# phpMyadmin - can`t connect to local MYSQL Server



## toni (28. April 2002)

Hilfe,
habe ein problem mit PHPMyAdmin:
habe es auf meinen Webserver hochgeladen - bekomme aber wenn ich es übers Internet aufrufe folgende Fehlermeldung:

Warning: Cannot add header information - headers already sent by (output started at /home/www/pub/kf1006/blablabla.de/schauspiel/test/phpMyAdmin-2.2.6/libraries/auth/config.auth.lib.php:91) in /home/www/pub/kf1006/blablabla.de/schauspiel/test/phpMyAdmin-2.2.6/header.inc.php on line 23

und auch noch:

Fehler

MySQL meldet: 


Can't connect to local MySQL server through socket '/tmp/mysql.sock' (2)

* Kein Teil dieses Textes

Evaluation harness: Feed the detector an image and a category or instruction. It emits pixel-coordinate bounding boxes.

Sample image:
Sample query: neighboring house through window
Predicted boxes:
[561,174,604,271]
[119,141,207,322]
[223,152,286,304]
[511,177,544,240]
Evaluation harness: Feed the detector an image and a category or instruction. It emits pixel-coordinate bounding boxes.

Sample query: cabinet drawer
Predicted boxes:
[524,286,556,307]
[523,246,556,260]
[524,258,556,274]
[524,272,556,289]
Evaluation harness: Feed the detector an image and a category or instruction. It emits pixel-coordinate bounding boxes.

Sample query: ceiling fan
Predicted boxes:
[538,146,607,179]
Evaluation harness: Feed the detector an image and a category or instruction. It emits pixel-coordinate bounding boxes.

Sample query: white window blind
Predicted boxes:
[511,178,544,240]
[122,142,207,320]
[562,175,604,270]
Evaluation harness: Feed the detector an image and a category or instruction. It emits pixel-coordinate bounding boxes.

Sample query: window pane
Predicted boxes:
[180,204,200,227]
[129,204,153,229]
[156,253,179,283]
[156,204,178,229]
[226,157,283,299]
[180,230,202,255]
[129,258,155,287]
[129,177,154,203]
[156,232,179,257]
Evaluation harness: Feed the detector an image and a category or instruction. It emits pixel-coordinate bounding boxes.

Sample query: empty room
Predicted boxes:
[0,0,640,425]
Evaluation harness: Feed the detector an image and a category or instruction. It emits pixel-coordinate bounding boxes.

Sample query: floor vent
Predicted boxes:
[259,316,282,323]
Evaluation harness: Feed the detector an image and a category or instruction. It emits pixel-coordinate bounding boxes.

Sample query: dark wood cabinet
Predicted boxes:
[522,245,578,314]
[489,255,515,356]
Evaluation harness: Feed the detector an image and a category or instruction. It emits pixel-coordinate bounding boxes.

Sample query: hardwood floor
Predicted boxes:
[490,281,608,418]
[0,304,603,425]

verzeifel langsam, was läuft hier falsch? bin neu hier und hoffe, dass mir jemand helfen kann ... danke!


----------



## Shiivva (1. Mai 2002)

1. Überprüf mal in der config.inc.php ob da irgendwelche unnötigen Leerzeichen oder Zeilenumbrüche am Dateianfang und -ende sind und entfern die erstmal....sind da welche, könnte das der Grund für: Cannot add header information - headers already sent by sein... 

2. http://www.mysql.com/doc/C/a/Can_not_connect_to_server.html

Vielleicht hilft Dir das. 

Oder anders: welche Fehlermeldung kommt denn zuerst.
Die 2. oder die 1.? Weil die zweite, die erste hervorrufen könnte...


----------



## toni (2. Mai 2002)

Danke für die Antwort, hatte das auch schon überprüft von wegen Leerzeichen, aber is leider nich die lösung.
der link ist super - wußte noch gar nicht, dass in der mysql-homepage
dazu was steht, aber richtig geholfen hats mir leider auch nix...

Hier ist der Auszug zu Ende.